|Brown, Joel - NRCS|
Submitted to: Annual Conference of the Quivira Coalition Proceedings
Publication Type: Popular Publication
Publication Acceptance Date: October 15, 2005
Publication Date: August 3, 2005
Citation: Bestelmeyer, B., Brown, J. 2005. State-and-transition models 101: A fresh look at vegetation change. The Quivira Coalition Newsletter. 7(3):6-11. Interpretive Summary: No interpretive summary required.

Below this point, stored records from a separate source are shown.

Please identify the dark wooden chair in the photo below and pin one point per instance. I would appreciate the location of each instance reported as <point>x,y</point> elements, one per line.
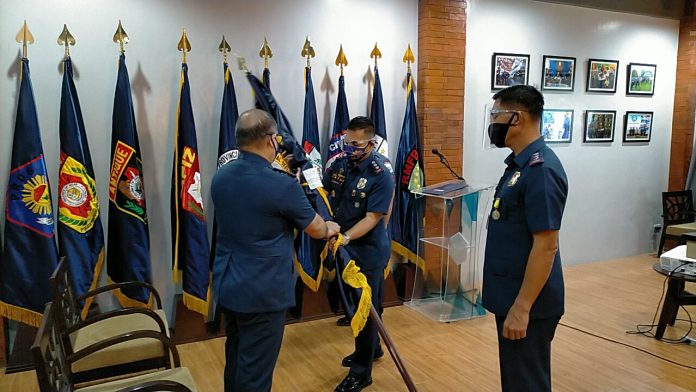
<point>78,334</point>
<point>53,364</point>
<point>678,216</point>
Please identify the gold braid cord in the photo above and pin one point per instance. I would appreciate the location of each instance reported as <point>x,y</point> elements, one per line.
<point>356,279</point>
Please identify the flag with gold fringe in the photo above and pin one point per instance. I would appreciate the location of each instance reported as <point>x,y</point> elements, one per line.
<point>128,251</point>
<point>190,251</point>
<point>30,254</point>
<point>80,232</point>
<point>407,212</point>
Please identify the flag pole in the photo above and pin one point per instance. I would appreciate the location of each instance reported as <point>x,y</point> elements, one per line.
<point>25,38</point>
<point>120,37</point>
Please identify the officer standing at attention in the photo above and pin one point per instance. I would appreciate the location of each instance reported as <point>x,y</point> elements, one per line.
<point>522,276</point>
<point>257,209</point>
<point>361,192</point>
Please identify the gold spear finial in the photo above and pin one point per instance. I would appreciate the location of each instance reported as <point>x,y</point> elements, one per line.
<point>409,58</point>
<point>375,54</point>
<point>184,46</point>
<point>265,53</point>
<point>66,39</point>
<point>120,37</point>
<point>341,59</point>
<point>307,51</point>
<point>25,38</point>
<point>224,48</point>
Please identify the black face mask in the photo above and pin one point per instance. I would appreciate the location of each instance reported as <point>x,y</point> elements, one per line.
<point>497,132</point>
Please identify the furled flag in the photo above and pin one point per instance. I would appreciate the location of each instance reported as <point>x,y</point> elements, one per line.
<point>227,141</point>
<point>189,232</point>
<point>128,253</point>
<point>80,233</point>
<point>341,120</point>
<point>377,117</point>
<point>30,254</point>
<point>407,213</point>
<point>308,249</point>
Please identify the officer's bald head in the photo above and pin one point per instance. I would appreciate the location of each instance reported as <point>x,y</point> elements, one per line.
<point>253,126</point>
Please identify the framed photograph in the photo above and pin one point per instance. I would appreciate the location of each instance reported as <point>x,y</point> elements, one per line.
<point>558,73</point>
<point>602,76</point>
<point>509,69</point>
<point>637,126</point>
<point>640,79</point>
<point>599,126</point>
<point>557,125</point>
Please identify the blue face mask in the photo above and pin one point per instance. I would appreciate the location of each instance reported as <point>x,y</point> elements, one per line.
<point>355,153</point>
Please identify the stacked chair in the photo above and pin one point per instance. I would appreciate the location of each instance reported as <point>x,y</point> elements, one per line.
<point>112,345</point>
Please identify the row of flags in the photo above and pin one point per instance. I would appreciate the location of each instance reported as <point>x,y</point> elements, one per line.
<point>30,253</point>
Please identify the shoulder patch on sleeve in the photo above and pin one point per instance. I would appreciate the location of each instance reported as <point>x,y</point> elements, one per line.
<point>536,159</point>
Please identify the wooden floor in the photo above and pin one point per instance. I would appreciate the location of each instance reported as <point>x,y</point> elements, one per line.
<point>605,298</point>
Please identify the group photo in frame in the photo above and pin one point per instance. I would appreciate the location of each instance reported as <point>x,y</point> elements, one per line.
<point>557,125</point>
<point>509,69</point>
<point>637,126</point>
<point>602,76</point>
<point>640,79</point>
<point>599,126</point>
<point>558,73</point>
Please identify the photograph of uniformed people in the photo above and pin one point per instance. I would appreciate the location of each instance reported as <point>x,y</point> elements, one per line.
<point>360,192</point>
<point>257,209</point>
<point>522,277</point>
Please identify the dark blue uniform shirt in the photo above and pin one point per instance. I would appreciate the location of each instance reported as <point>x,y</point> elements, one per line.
<point>257,209</point>
<point>355,190</point>
<point>530,198</point>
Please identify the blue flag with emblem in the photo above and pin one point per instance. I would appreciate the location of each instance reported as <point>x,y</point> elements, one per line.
<point>128,253</point>
<point>378,118</point>
<point>30,254</point>
<point>341,119</point>
<point>308,260</point>
<point>308,249</point>
<point>227,140</point>
<point>80,232</point>
<point>190,264</point>
<point>407,213</point>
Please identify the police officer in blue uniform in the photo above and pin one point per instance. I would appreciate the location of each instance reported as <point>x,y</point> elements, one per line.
<point>361,191</point>
<point>522,276</point>
<point>257,210</point>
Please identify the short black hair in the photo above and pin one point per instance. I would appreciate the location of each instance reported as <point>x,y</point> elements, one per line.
<point>526,96</point>
<point>252,126</point>
<point>362,123</point>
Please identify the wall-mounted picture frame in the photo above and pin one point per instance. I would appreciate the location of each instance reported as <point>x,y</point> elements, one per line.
<point>640,79</point>
<point>638,127</point>
<point>557,125</point>
<point>602,76</point>
<point>558,73</point>
<point>509,69</point>
<point>599,126</point>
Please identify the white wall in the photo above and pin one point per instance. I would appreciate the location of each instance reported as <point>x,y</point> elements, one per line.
<point>614,196</point>
<point>154,28</point>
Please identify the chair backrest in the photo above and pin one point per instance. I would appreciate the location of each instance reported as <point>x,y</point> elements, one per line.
<point>678,207</point>
<point>66,306</point>
<point>50,364</point>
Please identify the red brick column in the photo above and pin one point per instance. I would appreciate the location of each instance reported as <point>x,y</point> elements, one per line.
<point>441,49</point>
<point>684,102</point>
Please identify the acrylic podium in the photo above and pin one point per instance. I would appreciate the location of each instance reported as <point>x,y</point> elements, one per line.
<point>447,285</point>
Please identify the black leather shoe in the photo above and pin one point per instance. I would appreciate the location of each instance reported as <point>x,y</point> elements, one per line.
<point>343,321</point>
<point>353,384</point>
<point>348,361</point>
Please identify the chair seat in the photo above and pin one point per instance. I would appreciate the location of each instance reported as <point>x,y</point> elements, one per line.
<point>126,352</point>
<point>678,230</point>
<point>180,375</point>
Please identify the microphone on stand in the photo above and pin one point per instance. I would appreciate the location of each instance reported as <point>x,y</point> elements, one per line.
<point>445,162</point>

Technical Abstract: State-and-transition models are part of a new framework for evaluating the condition of rangelands, anticipating vegetation change, and planning land management. Government agencies, scientists, non-governmental organizations, and ranchers are involved in developing this framework. Why should you care? First, a clear understanding of vegetation change is critical. It lies at the center of the conflict (and cooperation) with which many of us are involved. It affects our bottom line, our interactions with others, and our ways of life. If you have ever wondered why vegetation has changed the way it has, what it used to look like, or what it could look like in the future, then you could probably use a state-and-transition model (hereafter, STM). Second. it is important to realize that both new scientific and policy developments will be connected to the concepts underlying STMs. Even an Undersecretary of the Interior Department and the director of the Bureau of Land Management (BLM) have publicly advocated the uses of STMs. The Nature Conservancy is also using STMs to prioritize conservation efforts. Alongside rangeland health, STM concepts will be part of the common language of natural resource management for years to come.